The conditions for achieving short-term food security over 1-5 years vary by region. In the African sub-continent, where processes of desertification, highly variable climatic conditions and civil unrest have limited the achievement of sustainable increases in food production, there remain significant constraints to achieving the targets set for reducing the number of hungry and food-insecure. This is despite the fact that unused land of a good quality for agriculture is available in many countries. Nonetheless, there is emerging evidence that desertification is a major issue due to misuse of land. Although GEOSS is primarily global in scope, the specific issues have direct benefit to agriculture planners, policy makers and technicians who can derive useful information for applications at regional and national levels.
Vision and How GEOSS will help
The vision is to have a truly global poverty and food monitoring, land use mapping and information service that will enable sustainable development within countries and allow international organizations to plan their activities. This involves developing effective national and regional capacity to use Earth Observation data in local, national and regional agriculture, rangelands, forestry, and fishery sectors. It requires comprehensive socioeconomic data that is disaggregated and geo-referenced at a pixel level suitable for describing agricultural production.
One element of such a system will be operational and validated drought early warning systems that reach to the level of the individual farmer in food-insecure regions in Africa, Asia and Latin America. A second will be an on-time monitoring and information system for events such as fire, forest conversion, forest concession management, crop yield, land degradation and desertification. A third is the need for periodic large-scale integrated assessments of land and water resources at a high resolution that supports sustainable agriculture (e.g. irrigated land, land degradation and desertification, aquaculture expansion, land fragmentation). Underpinning this is a need for a set of comprehensive and validated global products for land cover and land use.
Foremost in importance among the products needed for sustainable agriculture are those related to land cover, land use, and the associated socio-economic data. However, biological factors such as pollinators, wild relatives of domestic species, invasive species and pests are significant influences on agriculture, forestry, and fisheries. All of this information must have known accuracies and be geospatially referenced, in order that it can be integrated with data from other sources.

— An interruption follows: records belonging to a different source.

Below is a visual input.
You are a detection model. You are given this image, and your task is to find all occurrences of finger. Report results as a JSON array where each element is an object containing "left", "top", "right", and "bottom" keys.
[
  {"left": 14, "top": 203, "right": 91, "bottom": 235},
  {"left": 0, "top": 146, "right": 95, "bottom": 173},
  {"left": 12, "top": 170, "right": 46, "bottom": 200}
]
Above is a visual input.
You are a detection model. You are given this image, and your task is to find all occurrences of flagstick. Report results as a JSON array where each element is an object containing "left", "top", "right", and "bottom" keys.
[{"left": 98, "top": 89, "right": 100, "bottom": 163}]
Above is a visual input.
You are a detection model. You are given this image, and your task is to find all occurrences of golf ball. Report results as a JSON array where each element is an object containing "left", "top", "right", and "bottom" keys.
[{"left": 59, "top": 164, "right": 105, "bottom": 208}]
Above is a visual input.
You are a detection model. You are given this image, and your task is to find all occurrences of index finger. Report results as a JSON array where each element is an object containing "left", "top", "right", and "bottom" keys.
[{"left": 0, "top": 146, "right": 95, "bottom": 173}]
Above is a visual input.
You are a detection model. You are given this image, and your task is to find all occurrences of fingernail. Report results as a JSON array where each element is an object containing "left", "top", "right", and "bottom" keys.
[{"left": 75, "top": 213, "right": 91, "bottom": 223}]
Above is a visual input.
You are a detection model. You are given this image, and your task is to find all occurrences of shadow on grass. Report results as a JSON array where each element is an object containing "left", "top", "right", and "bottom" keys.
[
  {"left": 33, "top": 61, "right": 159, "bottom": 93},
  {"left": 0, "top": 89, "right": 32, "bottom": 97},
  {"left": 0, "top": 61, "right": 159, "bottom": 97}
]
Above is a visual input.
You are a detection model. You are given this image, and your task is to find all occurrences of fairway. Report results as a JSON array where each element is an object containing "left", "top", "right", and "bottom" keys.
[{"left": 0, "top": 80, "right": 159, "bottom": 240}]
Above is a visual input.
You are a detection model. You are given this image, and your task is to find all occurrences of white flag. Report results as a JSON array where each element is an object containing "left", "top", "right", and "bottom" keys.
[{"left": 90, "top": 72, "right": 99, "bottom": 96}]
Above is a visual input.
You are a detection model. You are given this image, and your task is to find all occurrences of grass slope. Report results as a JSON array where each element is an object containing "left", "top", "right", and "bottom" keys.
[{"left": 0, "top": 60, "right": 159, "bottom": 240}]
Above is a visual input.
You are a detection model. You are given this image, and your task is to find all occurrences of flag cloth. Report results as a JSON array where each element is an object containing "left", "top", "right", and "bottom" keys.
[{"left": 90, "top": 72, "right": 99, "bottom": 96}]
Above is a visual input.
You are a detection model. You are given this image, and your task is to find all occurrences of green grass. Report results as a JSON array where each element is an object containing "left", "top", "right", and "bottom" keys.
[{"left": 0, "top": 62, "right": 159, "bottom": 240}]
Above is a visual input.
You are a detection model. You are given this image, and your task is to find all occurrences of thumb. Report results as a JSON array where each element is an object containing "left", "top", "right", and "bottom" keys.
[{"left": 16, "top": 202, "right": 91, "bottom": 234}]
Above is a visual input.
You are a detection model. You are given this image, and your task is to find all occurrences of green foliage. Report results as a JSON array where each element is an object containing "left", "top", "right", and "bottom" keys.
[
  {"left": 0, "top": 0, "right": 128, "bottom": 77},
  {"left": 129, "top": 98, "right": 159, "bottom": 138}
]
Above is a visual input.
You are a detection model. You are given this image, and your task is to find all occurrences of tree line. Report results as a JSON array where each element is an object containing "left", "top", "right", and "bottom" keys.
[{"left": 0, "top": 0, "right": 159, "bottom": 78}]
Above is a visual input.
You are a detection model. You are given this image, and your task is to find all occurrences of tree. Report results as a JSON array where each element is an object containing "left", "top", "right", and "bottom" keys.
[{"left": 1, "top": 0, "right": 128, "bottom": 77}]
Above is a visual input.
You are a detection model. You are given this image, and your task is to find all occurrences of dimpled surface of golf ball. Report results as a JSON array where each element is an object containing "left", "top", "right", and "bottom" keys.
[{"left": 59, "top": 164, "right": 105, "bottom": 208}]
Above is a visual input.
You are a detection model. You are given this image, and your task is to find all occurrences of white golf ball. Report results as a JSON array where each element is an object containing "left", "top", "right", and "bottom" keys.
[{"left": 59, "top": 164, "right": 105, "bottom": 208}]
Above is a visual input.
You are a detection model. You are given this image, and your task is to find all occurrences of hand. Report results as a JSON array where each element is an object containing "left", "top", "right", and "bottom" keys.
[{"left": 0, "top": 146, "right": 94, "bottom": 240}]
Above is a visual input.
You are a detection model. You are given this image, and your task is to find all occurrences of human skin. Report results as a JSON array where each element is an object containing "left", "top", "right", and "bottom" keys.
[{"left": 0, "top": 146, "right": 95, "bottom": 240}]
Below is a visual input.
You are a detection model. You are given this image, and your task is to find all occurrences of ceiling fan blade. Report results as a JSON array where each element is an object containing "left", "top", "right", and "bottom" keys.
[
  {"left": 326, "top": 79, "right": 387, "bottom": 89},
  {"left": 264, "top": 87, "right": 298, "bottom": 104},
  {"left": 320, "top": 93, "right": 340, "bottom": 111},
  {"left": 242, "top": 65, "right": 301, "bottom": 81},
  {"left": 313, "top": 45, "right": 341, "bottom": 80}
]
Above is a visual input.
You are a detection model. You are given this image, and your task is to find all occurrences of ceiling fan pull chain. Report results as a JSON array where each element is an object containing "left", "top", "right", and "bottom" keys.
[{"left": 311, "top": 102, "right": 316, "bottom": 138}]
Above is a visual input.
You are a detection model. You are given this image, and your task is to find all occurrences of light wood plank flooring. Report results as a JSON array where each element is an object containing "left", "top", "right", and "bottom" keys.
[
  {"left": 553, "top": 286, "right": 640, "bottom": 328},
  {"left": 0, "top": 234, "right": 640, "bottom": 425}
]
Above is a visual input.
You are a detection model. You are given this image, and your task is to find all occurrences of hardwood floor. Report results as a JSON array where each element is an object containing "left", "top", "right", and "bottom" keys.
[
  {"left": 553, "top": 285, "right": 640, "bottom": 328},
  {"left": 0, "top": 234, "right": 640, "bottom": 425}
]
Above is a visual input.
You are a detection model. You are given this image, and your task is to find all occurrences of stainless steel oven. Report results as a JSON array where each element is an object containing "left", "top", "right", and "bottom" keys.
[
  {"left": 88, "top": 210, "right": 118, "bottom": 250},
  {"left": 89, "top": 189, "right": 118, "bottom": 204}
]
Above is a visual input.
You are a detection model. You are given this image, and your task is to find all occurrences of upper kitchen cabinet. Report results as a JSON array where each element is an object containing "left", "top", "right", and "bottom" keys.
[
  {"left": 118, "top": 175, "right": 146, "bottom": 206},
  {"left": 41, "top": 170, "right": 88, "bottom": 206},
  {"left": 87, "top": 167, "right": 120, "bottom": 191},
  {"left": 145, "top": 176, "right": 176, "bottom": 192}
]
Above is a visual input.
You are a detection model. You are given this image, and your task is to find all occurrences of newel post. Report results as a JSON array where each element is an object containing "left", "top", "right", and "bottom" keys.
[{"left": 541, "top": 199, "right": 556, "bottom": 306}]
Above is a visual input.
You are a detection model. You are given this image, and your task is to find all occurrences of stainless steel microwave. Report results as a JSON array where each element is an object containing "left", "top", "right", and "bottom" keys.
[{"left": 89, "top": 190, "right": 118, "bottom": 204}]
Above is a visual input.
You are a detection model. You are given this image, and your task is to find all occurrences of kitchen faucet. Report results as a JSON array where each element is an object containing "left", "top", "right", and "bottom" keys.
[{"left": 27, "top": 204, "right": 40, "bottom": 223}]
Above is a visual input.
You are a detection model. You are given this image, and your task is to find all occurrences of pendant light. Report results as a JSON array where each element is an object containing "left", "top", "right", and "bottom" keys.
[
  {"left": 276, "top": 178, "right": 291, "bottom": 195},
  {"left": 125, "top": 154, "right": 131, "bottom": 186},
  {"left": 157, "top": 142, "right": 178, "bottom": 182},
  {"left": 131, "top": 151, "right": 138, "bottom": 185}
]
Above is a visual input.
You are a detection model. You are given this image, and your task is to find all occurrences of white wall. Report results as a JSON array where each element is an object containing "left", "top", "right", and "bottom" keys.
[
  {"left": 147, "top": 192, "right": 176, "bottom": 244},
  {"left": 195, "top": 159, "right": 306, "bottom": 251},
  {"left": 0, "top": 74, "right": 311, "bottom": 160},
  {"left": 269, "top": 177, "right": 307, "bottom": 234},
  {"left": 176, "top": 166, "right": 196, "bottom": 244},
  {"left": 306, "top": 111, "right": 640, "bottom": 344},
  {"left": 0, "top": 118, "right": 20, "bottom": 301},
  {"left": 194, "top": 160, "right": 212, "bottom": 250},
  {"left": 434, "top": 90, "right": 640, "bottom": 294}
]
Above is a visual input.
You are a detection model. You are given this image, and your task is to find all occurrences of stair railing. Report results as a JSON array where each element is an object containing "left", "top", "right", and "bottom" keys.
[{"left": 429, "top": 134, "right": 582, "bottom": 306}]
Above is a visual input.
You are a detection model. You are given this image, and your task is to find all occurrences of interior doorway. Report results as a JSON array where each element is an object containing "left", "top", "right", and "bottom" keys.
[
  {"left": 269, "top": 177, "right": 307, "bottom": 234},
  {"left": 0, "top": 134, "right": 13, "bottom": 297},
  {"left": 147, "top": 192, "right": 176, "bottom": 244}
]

There is a need for all relevant agencies to build an end-to-end process of data collection, analysis, product generation and decision making. This should include strengthening the capacity of developing regions to take up the existing flow of Earth Observation data and to generate relevant products. To support this, there is a need for international standards for registering and exchanging geospatial data and information. Once established, these facilities can provide long-term support to the re-analysis of data archives relating to land cover, vegetative cover and other types to generate “change” products that facilitate understanding of the effects of global forces on sustainable agriculture.